Evet, ifadenin korkunçluğuna bir kez daha dikkatinizi çekmek istiyorum. "Müşteri her zaman haklıdır." Peki, müşteri denilen kişi kimdir hiç düşündünüz mü? "Parası olandır". Yeryüzünde, hiçbir ifade bu kadar kısa bir cümleyle karşılığını bulamaz. Evet, müşteri parası olandır. Parası olanın haklılığı, işte asıl korkunçluk burada yatmaktadır. Paran varsa, hak da hukuk da sensin demektir; paran yoksa "hak da hukuk da senden yana değildir". Bundan daha büyük bir tehlike olabilir mi? İnsanı, "insan olarak" değil de, sadece maddeden ve parasından ibaret görülüyor.

Düşündüğü gibi Davranamayan, Davrandığı Gibi Düşünür

Materyalist düşünce, zamanla tüm ilişkilerimize de yansıyor. Hedonist(hazcı) ve Egoist(bencil) toplumların günümüzde bu kadar yaygın olması kadar bir tehlikeli bir şey olabilir mi? Detaylarına kitabımda yer verdiğim, daha birçok tehlikeden, bahsetmek mümkün. Batı bu fikirleri, bize usul usul, sinsi bir şekilde aşılamaktadır. Ne de olsa, onlar da çok iyi bilmektedirler ki, “düşündüğü gibi davranmayan, bir gün nasıl olsa davrandığı gibi düşünecektir.

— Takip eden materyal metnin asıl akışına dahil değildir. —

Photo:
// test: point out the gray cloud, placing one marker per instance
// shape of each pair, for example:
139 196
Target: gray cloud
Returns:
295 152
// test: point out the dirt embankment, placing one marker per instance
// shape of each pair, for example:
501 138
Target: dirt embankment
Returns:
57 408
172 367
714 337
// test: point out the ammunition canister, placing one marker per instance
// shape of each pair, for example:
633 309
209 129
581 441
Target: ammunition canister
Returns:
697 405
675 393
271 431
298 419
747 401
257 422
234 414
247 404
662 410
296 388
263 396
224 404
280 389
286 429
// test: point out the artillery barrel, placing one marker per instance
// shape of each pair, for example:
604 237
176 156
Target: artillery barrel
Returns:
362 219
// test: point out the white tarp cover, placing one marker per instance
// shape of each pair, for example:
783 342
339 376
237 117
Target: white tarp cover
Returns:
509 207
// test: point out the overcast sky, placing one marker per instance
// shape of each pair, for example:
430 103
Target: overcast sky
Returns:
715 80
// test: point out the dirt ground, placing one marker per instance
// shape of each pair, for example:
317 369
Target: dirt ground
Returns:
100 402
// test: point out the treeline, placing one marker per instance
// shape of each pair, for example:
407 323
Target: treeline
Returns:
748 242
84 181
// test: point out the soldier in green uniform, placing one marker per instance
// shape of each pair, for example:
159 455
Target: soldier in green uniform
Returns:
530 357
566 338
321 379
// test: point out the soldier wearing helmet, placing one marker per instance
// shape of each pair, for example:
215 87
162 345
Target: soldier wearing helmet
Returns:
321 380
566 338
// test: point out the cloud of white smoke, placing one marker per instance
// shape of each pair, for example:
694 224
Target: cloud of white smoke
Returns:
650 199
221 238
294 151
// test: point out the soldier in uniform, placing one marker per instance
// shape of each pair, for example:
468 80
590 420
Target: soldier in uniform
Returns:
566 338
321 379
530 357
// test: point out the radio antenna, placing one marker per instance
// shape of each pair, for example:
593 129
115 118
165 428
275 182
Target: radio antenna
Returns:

Amacım Farklılık Değil Farkındalık Yaratarak Toplumsal Bilinç Oluşturmak

Gençlere, tavsiye etme noktasında, "kimseye nasihat etme" gibi bir haddim olmadığını söylemekte yarar görüyorum. Ben, sadece “olanı" yazdım; mümkün olduğu kadar da yorumlamadan ve yönlendirmeden yazmaya çalıştım. Kitap içerisinde, tabii ki dilim döndüğünce kendime tavsiyede bulunmaya çalıştım. Çünkü, ben inanıyorum ki güzel Anadolu’nun güzel insanları, okuduğunu anlayacak, kendince yorum ve sonuçlar çıkarabilecek kapasitededir. Benim amacım, başta da belirttiğim gibi “farklılık değil, farkındalık yaratarak”, toplumsal bir bilinç oluşturmak.

Ölümü Düşünen Biri, Materyalist Batıya Ne kadar Önem Verebilir ki

İlla ki nasihat isteyen olursa, kitabımda detaylarıyla ve gerekçeleriyle değindiğim son bölümü okuyabilirler. Ayetin ifadesiyle, "Her nefis(canlı) ölümü tadacaktır." Ölümü ve ileride mutlaka bir gün öleceğini düşünen biri, sizce materyalist batıya ne kadar önem verebilir ki. Batının asıl kaçtığı nokta da budur; Memento-mori, yani ölümü unutma. Size bir sırrımı da vereyim, en büyük tehlikeye dair;
Sad-i Şirazi’nin "Ateşe tapan biri, ateşi yüzyıl söndürmeden yaksa da ateşe düştüğü an ateş hemen onu yakıverir" vurguladığı gibi paraya tapan ya da ona köle olan birinin de sonunun bu ateş örneğinden farksız olmayacağı kanaatindeyim.